Most nights, Burress and Roots meet on the couch beneath the Velcro strip to work on a scrapbook they're making for Tracey Lane. It includes a picture of their friend with Stetler at a Tech football game, their bodies painted maroon and orange -- including the top of Lane's shaved-for-the-occasion head.

"His head was so smooth, the paint just slipped right on," Stetler said.

"You were both so crusty by the end of the day," Roots remembered, laughing.

The friends have viewed the campus memorials and the commemorative stones. They realize the grief extends far beyond their circle.

"At first I thought, 'I know you're a Hokie, but you just can't understand," Burress said. "But now I see how big it is. There are 31 other people out there who I'm sure were amazing, too."

For the immediate future, though, they are cloaking themselves in the comfort of close friends and the Lane family. Later this week, they plan to visit their friend's grave.
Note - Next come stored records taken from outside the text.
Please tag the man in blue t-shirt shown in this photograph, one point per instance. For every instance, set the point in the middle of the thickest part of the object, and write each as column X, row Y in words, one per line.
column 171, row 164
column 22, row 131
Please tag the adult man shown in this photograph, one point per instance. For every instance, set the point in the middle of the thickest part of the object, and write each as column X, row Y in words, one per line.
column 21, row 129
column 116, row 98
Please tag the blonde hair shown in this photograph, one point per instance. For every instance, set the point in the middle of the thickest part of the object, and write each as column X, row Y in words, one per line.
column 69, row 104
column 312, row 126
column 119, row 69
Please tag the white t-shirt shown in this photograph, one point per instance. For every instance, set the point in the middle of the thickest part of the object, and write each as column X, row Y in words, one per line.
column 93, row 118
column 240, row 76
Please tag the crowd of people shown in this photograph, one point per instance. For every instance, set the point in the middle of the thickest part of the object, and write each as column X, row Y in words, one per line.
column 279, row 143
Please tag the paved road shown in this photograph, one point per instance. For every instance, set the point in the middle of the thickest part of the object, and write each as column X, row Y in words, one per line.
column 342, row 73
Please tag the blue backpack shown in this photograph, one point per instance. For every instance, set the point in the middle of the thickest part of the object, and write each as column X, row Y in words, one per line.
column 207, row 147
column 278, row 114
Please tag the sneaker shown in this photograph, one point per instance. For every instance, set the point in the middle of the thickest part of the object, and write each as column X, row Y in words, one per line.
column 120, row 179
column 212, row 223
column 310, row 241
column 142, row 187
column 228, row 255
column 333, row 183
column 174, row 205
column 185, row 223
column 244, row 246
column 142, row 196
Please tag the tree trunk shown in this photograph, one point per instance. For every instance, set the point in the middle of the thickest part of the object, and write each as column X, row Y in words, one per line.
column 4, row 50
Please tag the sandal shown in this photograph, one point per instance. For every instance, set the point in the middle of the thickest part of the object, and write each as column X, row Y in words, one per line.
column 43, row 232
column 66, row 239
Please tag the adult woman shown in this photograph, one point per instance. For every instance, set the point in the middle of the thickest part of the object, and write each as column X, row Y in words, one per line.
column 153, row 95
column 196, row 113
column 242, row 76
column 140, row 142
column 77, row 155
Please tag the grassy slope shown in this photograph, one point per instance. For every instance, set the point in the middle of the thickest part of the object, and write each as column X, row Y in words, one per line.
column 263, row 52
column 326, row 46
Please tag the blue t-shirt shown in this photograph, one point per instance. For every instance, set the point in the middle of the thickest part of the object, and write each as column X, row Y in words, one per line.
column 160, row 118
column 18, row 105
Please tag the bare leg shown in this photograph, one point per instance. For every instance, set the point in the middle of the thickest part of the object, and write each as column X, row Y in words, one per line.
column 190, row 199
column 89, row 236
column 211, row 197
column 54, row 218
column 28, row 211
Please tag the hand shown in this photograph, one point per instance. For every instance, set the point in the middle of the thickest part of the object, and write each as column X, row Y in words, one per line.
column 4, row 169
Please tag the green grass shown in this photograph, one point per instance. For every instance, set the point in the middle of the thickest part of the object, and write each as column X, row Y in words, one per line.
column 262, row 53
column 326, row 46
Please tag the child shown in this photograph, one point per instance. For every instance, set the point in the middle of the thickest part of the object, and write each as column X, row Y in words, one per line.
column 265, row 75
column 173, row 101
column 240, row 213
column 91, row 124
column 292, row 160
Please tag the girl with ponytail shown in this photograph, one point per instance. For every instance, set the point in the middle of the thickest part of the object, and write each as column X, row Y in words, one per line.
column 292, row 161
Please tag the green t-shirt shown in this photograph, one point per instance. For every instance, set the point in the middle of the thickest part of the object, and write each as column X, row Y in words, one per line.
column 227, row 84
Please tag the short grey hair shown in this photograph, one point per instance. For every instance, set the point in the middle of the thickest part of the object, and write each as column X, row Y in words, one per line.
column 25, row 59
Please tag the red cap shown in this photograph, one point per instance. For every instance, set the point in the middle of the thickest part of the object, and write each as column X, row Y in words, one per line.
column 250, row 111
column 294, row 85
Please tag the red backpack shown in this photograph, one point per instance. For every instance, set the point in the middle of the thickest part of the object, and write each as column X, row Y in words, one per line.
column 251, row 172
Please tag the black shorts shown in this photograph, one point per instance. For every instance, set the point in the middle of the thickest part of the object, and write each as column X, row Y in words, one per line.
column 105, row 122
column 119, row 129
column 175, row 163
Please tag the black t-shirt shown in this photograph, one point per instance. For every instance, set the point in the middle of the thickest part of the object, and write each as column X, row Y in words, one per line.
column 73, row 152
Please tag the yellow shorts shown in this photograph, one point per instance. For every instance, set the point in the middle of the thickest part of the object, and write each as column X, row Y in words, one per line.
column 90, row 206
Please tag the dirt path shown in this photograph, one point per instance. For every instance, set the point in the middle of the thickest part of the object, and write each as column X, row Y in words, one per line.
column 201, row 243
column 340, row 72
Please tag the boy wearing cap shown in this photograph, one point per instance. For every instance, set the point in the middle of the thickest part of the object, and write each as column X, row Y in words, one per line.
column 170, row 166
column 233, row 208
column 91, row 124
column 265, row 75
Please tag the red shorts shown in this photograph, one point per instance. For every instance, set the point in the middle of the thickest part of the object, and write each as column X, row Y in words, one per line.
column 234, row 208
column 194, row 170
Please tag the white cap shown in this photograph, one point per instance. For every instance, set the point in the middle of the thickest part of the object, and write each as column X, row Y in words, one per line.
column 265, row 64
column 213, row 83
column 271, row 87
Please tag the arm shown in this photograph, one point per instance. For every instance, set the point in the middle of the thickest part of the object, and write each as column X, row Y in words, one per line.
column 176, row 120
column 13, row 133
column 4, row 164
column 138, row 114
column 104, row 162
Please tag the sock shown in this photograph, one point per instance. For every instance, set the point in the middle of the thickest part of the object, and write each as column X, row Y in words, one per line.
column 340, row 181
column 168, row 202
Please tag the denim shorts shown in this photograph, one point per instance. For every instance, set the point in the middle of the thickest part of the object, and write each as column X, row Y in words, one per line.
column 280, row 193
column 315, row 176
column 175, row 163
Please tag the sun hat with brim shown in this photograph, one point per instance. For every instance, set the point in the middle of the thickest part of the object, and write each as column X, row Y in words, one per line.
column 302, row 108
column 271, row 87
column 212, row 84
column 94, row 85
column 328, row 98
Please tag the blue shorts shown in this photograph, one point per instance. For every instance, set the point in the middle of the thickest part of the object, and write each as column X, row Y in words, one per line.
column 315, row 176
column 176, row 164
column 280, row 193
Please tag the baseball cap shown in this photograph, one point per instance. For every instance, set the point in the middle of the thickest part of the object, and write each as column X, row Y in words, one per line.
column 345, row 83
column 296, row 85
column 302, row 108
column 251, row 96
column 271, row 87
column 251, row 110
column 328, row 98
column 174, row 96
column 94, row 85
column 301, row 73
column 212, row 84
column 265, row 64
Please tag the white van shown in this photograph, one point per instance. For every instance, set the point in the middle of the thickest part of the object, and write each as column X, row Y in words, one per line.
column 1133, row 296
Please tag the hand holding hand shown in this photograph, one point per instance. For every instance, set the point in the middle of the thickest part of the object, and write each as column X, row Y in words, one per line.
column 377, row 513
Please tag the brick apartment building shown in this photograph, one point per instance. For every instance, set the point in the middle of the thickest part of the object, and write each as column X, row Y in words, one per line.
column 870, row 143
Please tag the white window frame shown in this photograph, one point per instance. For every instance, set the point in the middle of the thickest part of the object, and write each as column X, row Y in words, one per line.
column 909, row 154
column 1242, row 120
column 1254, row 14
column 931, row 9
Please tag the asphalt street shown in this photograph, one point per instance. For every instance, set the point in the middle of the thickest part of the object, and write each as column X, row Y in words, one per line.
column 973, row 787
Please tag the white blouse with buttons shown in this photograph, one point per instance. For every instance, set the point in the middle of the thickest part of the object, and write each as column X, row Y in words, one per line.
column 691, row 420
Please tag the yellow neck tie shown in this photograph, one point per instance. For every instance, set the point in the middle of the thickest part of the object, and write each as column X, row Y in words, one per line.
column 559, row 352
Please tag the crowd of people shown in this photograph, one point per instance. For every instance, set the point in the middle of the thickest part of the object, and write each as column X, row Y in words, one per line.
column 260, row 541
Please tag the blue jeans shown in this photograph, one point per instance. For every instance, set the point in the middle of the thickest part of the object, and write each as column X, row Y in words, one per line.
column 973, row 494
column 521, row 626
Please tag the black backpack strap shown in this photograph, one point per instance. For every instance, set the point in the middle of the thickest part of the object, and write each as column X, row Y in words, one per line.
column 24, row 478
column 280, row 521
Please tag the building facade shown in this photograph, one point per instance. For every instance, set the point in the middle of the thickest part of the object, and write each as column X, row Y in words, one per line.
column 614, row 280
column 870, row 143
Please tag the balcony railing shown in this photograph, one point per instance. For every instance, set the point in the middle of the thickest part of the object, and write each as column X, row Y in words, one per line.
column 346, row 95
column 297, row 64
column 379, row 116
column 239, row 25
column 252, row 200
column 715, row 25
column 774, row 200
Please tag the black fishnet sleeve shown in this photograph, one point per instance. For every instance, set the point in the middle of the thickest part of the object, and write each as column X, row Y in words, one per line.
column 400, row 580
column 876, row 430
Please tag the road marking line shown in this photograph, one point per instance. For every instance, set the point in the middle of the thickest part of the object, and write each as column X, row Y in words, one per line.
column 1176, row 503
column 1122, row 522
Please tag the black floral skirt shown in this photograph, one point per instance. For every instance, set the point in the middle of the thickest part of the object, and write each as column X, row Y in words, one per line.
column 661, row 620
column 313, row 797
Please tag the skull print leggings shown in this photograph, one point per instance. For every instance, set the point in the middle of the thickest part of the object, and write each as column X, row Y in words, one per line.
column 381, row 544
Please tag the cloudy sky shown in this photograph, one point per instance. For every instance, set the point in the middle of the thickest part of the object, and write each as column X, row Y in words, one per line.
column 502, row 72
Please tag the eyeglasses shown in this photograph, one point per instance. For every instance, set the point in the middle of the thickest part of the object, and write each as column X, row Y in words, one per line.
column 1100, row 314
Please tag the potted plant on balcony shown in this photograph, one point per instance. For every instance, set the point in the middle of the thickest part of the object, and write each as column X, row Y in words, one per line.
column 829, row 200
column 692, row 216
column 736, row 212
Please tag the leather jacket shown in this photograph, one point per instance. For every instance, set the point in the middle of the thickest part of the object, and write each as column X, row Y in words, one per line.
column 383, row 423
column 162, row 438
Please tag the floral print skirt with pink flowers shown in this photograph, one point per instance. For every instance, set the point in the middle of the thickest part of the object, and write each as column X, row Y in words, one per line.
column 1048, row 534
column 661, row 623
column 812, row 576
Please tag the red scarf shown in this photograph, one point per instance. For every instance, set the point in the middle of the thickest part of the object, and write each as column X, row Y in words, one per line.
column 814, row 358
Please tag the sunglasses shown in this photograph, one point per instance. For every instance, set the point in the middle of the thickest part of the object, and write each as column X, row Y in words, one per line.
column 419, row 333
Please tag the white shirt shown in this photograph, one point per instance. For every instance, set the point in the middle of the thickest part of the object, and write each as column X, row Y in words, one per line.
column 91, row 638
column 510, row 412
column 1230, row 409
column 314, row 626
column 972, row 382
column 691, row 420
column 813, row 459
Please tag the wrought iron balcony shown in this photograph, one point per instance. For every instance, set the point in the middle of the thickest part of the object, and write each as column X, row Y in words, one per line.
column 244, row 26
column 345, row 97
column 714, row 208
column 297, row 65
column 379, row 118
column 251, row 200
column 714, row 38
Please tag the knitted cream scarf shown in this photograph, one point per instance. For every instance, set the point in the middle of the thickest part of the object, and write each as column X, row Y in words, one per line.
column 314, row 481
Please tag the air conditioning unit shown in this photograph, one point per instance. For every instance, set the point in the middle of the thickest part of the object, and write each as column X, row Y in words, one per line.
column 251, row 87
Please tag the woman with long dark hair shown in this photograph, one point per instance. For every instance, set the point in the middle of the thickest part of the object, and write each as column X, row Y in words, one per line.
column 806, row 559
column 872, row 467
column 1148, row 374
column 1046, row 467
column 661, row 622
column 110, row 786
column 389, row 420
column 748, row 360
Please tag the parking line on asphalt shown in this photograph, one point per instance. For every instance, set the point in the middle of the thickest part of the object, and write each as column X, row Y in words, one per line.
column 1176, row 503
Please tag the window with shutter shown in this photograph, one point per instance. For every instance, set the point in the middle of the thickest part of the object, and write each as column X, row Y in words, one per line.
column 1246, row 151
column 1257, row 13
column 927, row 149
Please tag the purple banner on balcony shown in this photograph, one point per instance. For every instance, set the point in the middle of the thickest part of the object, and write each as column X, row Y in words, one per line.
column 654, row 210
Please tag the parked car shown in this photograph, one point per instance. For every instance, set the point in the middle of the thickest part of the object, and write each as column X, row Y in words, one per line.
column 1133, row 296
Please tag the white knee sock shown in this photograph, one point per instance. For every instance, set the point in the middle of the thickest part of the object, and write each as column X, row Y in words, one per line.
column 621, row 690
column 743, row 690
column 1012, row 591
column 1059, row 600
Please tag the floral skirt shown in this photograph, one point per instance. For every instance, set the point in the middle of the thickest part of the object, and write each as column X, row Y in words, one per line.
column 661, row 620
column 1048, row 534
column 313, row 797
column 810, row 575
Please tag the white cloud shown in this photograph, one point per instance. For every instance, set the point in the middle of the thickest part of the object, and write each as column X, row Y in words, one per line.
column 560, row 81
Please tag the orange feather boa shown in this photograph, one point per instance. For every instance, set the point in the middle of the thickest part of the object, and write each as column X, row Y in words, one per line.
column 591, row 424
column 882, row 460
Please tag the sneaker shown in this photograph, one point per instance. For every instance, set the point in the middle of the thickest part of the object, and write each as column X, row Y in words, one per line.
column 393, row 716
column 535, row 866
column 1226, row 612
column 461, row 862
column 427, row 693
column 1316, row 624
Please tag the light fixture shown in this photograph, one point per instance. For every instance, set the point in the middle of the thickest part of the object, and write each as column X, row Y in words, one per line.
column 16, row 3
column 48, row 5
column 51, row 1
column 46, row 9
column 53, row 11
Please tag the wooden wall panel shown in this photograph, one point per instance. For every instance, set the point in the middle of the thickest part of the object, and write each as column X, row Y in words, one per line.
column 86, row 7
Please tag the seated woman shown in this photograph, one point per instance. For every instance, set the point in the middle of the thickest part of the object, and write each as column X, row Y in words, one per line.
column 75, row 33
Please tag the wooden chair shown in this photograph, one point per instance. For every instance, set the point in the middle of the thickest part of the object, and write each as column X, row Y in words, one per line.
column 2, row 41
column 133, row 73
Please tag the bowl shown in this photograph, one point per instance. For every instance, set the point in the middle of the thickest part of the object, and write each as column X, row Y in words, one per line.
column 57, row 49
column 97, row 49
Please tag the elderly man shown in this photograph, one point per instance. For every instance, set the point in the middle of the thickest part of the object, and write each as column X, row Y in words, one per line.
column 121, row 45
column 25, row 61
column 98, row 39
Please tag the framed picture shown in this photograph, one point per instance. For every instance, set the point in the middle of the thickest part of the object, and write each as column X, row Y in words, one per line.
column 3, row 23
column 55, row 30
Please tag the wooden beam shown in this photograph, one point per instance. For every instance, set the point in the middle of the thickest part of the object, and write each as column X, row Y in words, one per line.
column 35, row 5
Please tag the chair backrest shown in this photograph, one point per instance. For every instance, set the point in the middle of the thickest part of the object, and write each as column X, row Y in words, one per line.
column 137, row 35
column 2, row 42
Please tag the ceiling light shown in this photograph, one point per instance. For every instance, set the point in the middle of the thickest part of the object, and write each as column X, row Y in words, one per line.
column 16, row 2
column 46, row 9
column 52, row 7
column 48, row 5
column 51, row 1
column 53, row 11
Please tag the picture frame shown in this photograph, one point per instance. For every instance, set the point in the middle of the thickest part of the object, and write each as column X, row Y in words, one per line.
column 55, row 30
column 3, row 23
The cemetery is behind the track where he once ran hurdles.

"We have one video of him running track," said Stetler, a Galax native who met Lane six years ago when they competed against each other in high jump.

"He's a blur in the background," Roots said.

But if she pauses it at just the right moment, they can see their friend again up close and larger than life.

"I just wish we could hear his voice," Roots said. "I'm so afraid I'm going to forget his voice."

Photographer Sam Dean contributed to this report.